I don’t normally discuss my work in any level of detail in a public forum, however, my client has been tweeting my involvement, and even sharing shots of my wireframes (which is an awesome first for me)… So I don’t feel like I’m divulging anything that isn’t already publicly available.
International Conference of CrisisMappers 2014, New York City
This weekend, I attended the CrisisMappers conference.
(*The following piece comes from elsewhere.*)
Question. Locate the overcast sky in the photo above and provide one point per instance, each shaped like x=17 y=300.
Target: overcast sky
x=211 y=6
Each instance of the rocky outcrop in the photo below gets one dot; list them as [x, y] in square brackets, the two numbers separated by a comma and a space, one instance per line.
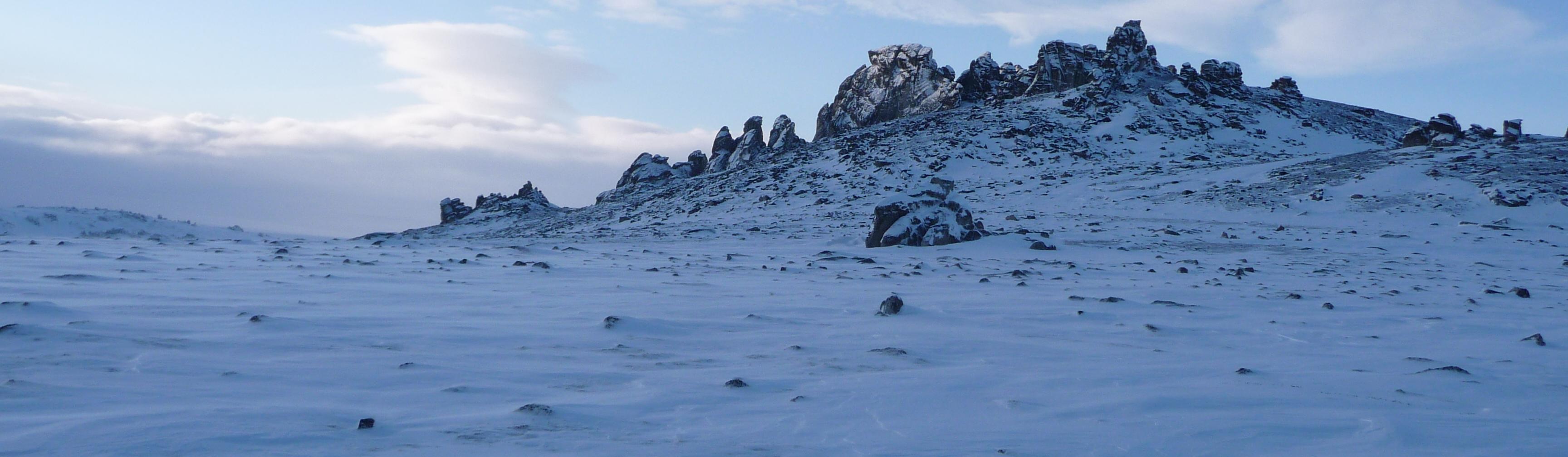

The conference is “the leading humanitarian technology event of the year, bringing together the most important humanitarian, human rights, development and media organizations with the world’s best technology companies, software developers and academics.”
The event itself was wonderfully informative, and it was cool to see all of the brilliant innovations that people have come up with, while also reinforcing that essentially everyone is grappling with different variations of the same problems.
The event has filled me with inspiration, hope, and a better understanding of where my client fits in within the larger humanitarian world.
Saturday’s sessions largely consisted of a mapping challenge whereby attendees broke-off into groups and had to map something in Union Square.
The overall results were varied and nifty.
My group consisted of my colleague Brandon Morrison; my client Andrej Verity, and our new friend and researcher David Haynes.
Together we gathered data, and mapped whether stores, services, or features in and surrounding the park serviced locals or tourists.
We built it with Leaflet, fed the data in via GeoJSON, and everything is available on GitHub.